Power. If it wasn’t clear from earnings commentary, the Wall Street Journal offers a nice description of the c. 1990-style battle being waged between insurers and providers.

Since the early 2000s, providers have enjoyed unimaginably stable wage rates as health care displaced other sectors to become the leading employer in most states. The cost of health care labor made many things possible including technology mandates for interoperable electronic health records, a plethora of administrative positions, and, above all, an over-dependence on old-style human capital to function.

As that all comes to a sudden end, insurers have limited choices. They can pay more and raise premiums, or they can limit their networks and invite the wrath of regulators.
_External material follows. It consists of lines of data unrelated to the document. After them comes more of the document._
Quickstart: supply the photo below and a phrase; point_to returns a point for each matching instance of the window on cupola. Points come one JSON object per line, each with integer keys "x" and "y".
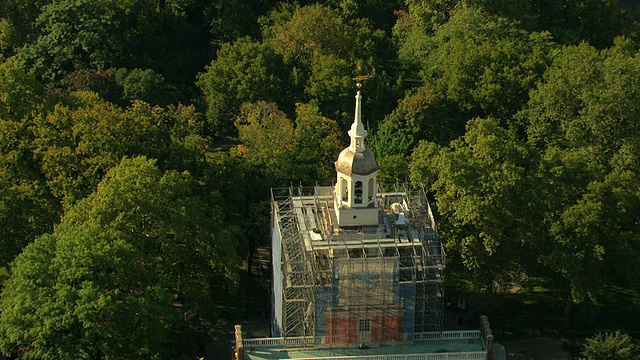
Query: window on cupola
{"x": 357, "y": 192}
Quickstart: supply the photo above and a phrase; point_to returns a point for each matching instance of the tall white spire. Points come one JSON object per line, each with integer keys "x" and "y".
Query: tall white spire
{"x": 357, "y": 132}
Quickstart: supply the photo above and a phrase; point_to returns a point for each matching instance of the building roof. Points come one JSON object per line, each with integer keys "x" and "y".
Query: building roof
{"x": 358, "y": 163}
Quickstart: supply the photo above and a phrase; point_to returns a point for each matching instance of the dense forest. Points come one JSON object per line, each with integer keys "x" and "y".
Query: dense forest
{"x": 139, "y": 141}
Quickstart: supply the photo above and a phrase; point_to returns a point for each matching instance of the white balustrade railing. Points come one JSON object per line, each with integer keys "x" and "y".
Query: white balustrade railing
{"x": 307, "y": 340}
{"x": 476, "y": 355}
{"x": 448, "y": 335}
{"x": 421, "y": 336}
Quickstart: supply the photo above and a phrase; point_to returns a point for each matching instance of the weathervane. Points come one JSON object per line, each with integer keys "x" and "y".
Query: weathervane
{"x": 360, "y": 78}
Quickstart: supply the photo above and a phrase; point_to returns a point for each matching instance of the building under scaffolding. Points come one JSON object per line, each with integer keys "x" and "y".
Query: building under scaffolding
{"x": 358, "y": 272}
{"x": 353, "y": 264}
{"x": 359, "y": 284}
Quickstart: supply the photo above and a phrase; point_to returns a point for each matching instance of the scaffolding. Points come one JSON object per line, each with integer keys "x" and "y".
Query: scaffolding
{"x": 346, "y": 285}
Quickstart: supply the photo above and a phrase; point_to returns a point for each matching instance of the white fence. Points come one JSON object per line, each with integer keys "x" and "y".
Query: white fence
{"x": 448, "y": 335}
{"x": 307, "y": 340}
{"x": 424, "y": 336}
{"x": 477, "y": 355}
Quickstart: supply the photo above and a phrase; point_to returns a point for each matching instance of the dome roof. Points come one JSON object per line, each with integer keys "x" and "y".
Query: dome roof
{"x": 356, "y": 162}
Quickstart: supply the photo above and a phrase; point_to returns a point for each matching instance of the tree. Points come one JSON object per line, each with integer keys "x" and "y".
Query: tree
{"x": 78, "y": 142}
{"x": 27, "y": 207}
{"x": 319, "y": 142}
{"x": 175, "y": 223}
{"x": 80, "y": 294}
{"x": 268, "y": 141}
{"x": 244, "y": 71}
{"x": 325, "y": 62}
{"x": 610, "y": 346}
{"x": 485, "y": 190}
{"x": 483, "y": 64}
{"x": 597, "y": 22}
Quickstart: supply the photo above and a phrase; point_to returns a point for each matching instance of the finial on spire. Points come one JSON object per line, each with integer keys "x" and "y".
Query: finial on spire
{"x": 359, "y": 79}
{"x": 357, "y": 132}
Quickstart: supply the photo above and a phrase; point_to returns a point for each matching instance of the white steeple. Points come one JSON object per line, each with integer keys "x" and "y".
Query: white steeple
{"x": 355, "y": 200}
{"x": 357, "y": 132}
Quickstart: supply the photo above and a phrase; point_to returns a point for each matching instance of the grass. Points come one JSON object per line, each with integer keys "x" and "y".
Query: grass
{"x": 538, "y": 308}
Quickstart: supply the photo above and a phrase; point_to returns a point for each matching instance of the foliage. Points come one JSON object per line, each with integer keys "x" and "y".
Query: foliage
{"x": 482, "y": 63}
{"x": 80, "y": 294}
{"x": 485, "y": 193}
{"x": 78, "y": 143}
{"x": 173, "y": 223}
{"x": 245, "y": 71}
{"x": 268, "y": 140}
{"x": 318, "y": 141}
{"x": 610, "y": 346}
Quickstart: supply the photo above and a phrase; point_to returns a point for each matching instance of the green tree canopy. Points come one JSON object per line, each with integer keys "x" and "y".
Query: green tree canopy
{"x": 80, "y": 294}
{"x": 486, "y": 195}
{"x": 244, "y": 71}
{"x": 610, "y": 346}
{"x": 173, "y": 223}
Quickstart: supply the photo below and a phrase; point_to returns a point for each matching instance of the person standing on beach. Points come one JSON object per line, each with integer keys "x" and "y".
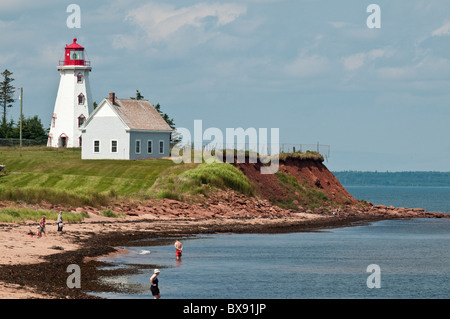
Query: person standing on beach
{"x": 178, "y": 249}
{"x": 59, "y": 221}
{"x": 42, "y": 226}
{"x": 154, "y": 284}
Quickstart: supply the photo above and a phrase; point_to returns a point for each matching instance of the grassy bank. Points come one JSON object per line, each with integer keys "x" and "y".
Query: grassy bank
{"x": 59, "y": 176}
{"x": 19, "y": 215}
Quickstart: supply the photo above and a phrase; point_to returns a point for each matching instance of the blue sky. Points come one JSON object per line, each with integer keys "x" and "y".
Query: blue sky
{"x": 312, "y": 68}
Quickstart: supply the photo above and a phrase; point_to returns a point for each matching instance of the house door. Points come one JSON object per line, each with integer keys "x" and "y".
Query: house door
{"x": 63, "y": 141}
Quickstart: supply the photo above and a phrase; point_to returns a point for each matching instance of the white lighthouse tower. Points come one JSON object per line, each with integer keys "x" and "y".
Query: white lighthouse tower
{"x": 73, "y": 101}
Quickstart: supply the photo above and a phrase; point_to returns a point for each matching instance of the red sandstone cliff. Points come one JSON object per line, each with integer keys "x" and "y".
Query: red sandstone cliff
{"x": 313, "y": 179}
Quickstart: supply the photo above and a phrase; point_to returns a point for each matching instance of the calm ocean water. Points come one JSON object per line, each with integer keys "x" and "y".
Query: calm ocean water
{"x": 413, "y": 257}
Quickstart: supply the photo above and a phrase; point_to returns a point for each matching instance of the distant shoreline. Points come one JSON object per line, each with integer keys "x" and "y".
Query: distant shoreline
{"x": 406, "y": 178}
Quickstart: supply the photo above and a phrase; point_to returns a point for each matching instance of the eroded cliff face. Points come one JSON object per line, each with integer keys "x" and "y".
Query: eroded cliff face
{"x": 298, "y": 183}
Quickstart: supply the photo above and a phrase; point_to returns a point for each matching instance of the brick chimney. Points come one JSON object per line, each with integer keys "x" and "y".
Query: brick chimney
{"x": 112, "y": 97}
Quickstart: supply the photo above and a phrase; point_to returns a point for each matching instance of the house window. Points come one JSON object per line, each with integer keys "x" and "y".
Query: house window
{"x": 81, "y": 120}
{"x": 113, "y": 146}
{"x": 96, "y": 146}
{"x": 81, "y": 99}
{"x": 149, "y": 146}
{"x": 138, "y": 147}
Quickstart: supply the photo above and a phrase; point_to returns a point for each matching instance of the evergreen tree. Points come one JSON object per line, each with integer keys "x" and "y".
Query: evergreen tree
{"x": 6, "y": 94}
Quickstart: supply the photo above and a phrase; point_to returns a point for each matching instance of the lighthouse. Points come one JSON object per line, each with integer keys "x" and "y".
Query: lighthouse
{"x": 73, "y": 100}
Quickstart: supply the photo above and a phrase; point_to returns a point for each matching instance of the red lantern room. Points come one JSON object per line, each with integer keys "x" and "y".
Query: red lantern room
{"x": 74, "y": 55}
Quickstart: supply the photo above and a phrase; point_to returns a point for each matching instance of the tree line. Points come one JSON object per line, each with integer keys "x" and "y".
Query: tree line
{"x": 32, "y": 127}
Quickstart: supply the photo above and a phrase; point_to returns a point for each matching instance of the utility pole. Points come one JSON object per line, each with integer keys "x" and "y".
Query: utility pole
{"x": 21, "y": 118}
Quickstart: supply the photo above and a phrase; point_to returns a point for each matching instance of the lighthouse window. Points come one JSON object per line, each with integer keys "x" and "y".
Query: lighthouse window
{"x": 138, "y": 147}
{"x": 81, "y": 120}
{"x": 81, "y": 99}
{"x": 113, "y": 146}
{"x": 96, "y": 146}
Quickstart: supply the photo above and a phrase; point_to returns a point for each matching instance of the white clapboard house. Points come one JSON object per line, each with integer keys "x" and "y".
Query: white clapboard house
{"x": 125, "y": 129}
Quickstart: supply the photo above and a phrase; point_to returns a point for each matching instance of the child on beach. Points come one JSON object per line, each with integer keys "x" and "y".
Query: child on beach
{"x": 178, "y": 249}
{"x": 59, "y": 221}
{"x": 154, "y": 284}
{"x": 42, "y": 227}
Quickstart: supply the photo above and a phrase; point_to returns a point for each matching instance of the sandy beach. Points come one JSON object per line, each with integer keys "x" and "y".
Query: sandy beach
{"x": 33, "y": 267}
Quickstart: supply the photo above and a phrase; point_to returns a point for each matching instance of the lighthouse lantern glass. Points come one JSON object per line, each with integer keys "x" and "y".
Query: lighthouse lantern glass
{"x": 76, "y": 55}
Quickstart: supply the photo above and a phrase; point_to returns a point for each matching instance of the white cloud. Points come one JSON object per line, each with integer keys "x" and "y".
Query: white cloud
{"x": 358, "y": 60}
{"x": 307, "y": 65}
{"x": 444, "y": 30}
{"x": 429, "y": 68}
{"x": 160, "y": 21}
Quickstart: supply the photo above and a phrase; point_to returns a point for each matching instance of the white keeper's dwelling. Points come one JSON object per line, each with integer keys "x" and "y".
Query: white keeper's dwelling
{"x": 125, "y": 129}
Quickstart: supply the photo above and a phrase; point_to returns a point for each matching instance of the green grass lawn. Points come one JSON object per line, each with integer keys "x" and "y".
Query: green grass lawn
{"x": 41, "y": 173}
{"x": 60, "y": 176}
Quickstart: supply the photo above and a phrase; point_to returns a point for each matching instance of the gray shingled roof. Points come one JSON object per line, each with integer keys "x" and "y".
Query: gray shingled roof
{"x": 140, "y": 115}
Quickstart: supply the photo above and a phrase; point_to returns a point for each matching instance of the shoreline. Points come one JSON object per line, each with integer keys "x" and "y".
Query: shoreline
{"x": 36, "y": 267}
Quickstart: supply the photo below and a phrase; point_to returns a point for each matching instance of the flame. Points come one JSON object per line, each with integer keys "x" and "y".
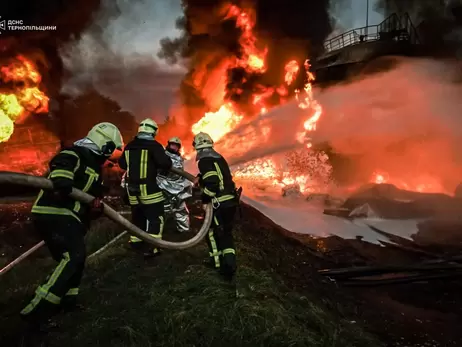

What makes 2022 different from similar debates in the late-1980s and early-1990s is the availability of information on precisely how much an employer or plan pays for services. Data is far from perfect, but employers have gotten more insistent. They have cause to as they learned from a dramatic drop in benefit expense during COVID that perhaps they were overpaying a bit.

What also makes 2022 different is non-health care employers are experiencing their own wage pressures. Paying workers with benefits as was the case from about 2010 to 2020 won’t cut it any longer.

Nothing in health care changes rapidly but the insurer-provider power struggle has a new combatant, the people actually paying the bills.

Enjoy the rest of your Mother’s Day.